The courts have recognized Dr. Morse for his expertise in rare symptomatology following electric shock, electrical accident reconstruction, burn pattern analysis and human factors associated with the way people interact with our electrical distribution system.
He has even been called upon by Hollywood to offer insight into shows where electrical injury is part of the plot. Recently, Dr. Morse consulted with the BBC on a show and was contacted by the National Geographic Channel. During his career he has been quoted in the New York Times (among many other papers), featured on CNN and even made an appearance on the History Channel. Recently, he was featured on a “Call Before You Dig" video explaining the dangers of contacting a power line.

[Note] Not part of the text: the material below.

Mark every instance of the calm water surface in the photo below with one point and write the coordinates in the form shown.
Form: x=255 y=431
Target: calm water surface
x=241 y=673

Dr. Morse is most proud that he was one of the first researchers to identify a rare form of electrical injury (1993) that he has gone on to call diffuse electrical injury or DEI. While others have put their own title to the constellation of symptoms, Dr. Morse is often called upon to review DEI cases for litigation or contacted by victims of electric shock who thought that no one out there understood the symptoms they were experiencing.
“I’ve had a fun career and I really feel that I am having an impact on the lives of many,” says Dr. Morse emphatically. Dr. Morse has no shortage of amusing stories. His favorite is how Jay Leno, formerly of the Tonight Show, read a headline about him and then made fun of him on the show. Leno has called Dr. Morse three times over the years, leaving answering machine messages each time.

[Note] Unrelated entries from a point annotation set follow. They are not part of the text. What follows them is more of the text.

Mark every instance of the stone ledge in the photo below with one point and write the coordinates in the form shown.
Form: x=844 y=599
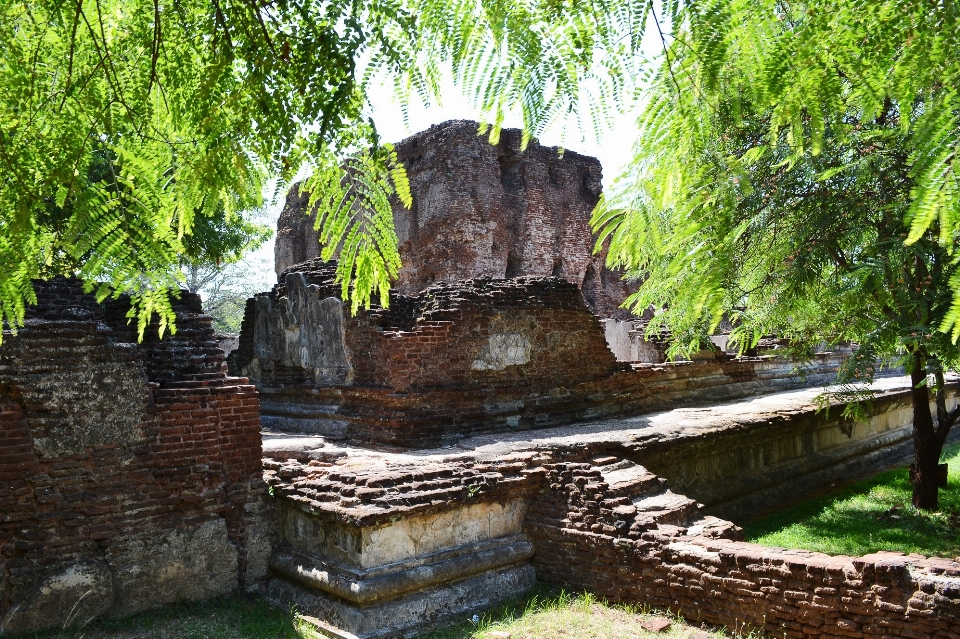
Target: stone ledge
x=419 y=610
x=379 y=585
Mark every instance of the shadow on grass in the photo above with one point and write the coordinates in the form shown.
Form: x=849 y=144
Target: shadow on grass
x=869 y=516
x=238 y=617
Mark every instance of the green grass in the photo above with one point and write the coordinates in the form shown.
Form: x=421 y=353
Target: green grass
x=223 y=618
x=868 y=516
x=544 y=614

Dr. Morse is incredibly passionate about how he spends his free time. He lived on a boat for 15 years in San Diego, has sailed his own boat to Hawaii and Alaska, and has had numerous other adventures at sea. Along the way, he has been asked to perform four weddings, one of which was for our very own alum Illya Ninichuck. “I love to perform weddings,” says Dr. Morse. “You have a great seat and when it is all over, someone else is married.” There is no question that Dr. Morse loves life and has had a lot of fun along the way.
Dr. Morse is the inaugural recipient of the USD Shiley-Marcos School of Engineering Faculty Spotlight award. We proudly honor him for the dedication he has shown to USD students, faculty and staff, for his research and sought-after expertise in the field of electrical injury, and for the countless lives he has positively impacted throughout his career.